Day Three of Sewalong!
THIRD STEP: Attaching the Lining and Sleeves
- Beginning on the right side of page 6, we are going to attach our lining today. Follow steps #1-2 to stitch around the neckline and down the front center edges.
- Turn the lining to the inside after clipping the curves. You will press really well in this step. You don't want to rush this. The sign of a well-constructed garment is how the collar lays. You can top-stitch down the front edges and under-stitch around the collar now too.
- The final step (#4) will get you ready to add the sleeves and keep you from trying to get two fabrics to behave nicely together.
- Use the buttonhole guide on the pattern pages to help you space the buttonholes correctly. The first one should start about 1/4" from the top edge. I stitch them all vertically. If you have an automatic buttonhole foot for your machine, this is a very easy step. If you've never used it before, you may need to get out your manual and practice on a scrap. Once you've made one though, you will see how easy it is!
- After they are stitched, I recommend using a sharp pair of scissors to cut the slit in the buttonholes. I used to use a seam ripper and I know many do this too but after having it slide away from me once, I never did that again. I also used to use razor blades which have a little more control but my favorite is my sharp embroidery scissors now.
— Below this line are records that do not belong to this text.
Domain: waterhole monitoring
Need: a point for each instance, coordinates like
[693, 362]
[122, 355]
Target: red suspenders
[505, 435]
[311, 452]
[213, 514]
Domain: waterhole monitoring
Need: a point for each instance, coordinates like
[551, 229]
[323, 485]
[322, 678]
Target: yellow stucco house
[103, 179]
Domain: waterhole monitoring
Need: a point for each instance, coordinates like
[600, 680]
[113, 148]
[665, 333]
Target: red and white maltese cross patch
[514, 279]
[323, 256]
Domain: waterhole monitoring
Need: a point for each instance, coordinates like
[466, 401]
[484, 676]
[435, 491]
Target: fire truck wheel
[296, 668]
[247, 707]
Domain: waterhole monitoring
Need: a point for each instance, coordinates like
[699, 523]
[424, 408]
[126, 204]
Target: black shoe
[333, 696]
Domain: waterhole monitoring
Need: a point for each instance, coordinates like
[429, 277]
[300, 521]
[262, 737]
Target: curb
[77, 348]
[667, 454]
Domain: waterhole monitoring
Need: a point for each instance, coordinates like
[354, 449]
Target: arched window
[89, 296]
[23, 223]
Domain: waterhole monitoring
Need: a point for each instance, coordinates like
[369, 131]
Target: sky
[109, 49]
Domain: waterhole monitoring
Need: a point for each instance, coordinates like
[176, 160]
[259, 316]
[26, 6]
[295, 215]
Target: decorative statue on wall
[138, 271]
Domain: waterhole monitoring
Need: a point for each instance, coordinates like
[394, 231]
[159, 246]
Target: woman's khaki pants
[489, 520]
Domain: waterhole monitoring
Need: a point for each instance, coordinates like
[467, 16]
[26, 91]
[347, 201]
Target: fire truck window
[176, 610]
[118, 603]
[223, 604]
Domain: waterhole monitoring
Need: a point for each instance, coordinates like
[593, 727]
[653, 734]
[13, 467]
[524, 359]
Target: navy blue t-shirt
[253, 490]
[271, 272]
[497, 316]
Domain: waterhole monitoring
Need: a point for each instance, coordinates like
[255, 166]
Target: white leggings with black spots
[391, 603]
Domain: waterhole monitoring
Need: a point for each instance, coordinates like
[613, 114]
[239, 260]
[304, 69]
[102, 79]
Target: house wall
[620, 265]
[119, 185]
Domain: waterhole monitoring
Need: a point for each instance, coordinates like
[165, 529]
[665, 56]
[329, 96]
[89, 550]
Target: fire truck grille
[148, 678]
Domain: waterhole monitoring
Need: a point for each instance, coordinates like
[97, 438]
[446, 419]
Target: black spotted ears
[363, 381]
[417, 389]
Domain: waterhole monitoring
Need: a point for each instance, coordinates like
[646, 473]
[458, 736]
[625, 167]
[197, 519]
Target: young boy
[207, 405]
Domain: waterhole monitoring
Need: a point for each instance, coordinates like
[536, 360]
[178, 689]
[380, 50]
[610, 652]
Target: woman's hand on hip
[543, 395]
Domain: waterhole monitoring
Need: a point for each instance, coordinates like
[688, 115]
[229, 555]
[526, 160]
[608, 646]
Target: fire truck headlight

- After they are cut, overlap your bodice the way it should be and use a pencil or a marking pen and make a mark through the center of each buttonhole on the placket below. Then you know you have the buttons in the right place when you stitch them on. Go ahead and stitch them on now.
***********************Now to add the sleeves. The instructions are the same for both long sleeves and short sleeves.
- For the first step, you are going to be doing a lot of creases with your iron. Get out your ruler and use some good starch or sizing so you can press some nice creases in your sleeve.
- The next step is pretty self-explanatory with the button tab pieces. When you are stitching the two pieces together and get to the points, you will want to leave your needle down and then raise the presser foot and pivot your fabric so that you get a nice sharp point. You will leave the bottom (the un-pointed end) open so that you can turn it right side out. You may want to use a chopstick or something else sharp like that to turn out the corners and points of the tab into a nice sharp line.
- Follow step #3 on page 7 to stitch the button tab on the bottom of the sleeve.
- Follow step #1 on the right side of page 7 to start stitching the sleeve. (BEFORE YOU DO THIS STEP, if you are making the free add-on of the puffed sleeve, you are going to want to stitch two gathering threads across the top curved part of the sleeve to gather it later to the armhole.)
- Turn the garment inside out. Slip the sleeve inside the armscye, right sides together (sleeve will NOT be inside out) and match the center of the sleeve and the shoulder seam. Also, match the seams under the arms. Pin together and then follow step #3 to stitch together. (IF MAKING THE GATHERED/PUFF SLEEVE, you will want to pull the gathering threads to gather the fabric. Adjust the gathers so that all the points mentioned above match.)
- On the next page (page 8), you are going to start utilizing those great creases you did before with your iron for the cuffs on the sleeves. Since you are working with a smaller circle around the bottom of the sleeve (especially for the smaller sizes), you may find it helpful to actually be stitching on the inside of the sleeve instead of trying to force it over the arm of your machine. You will basically be folding it all to the inside on the first crease you pressed and then folding just half back out to the right side. You will see 3/4" finished on the outside and 3/4" finished on the inside.
- Follow step #6 on that page to attach the button tab.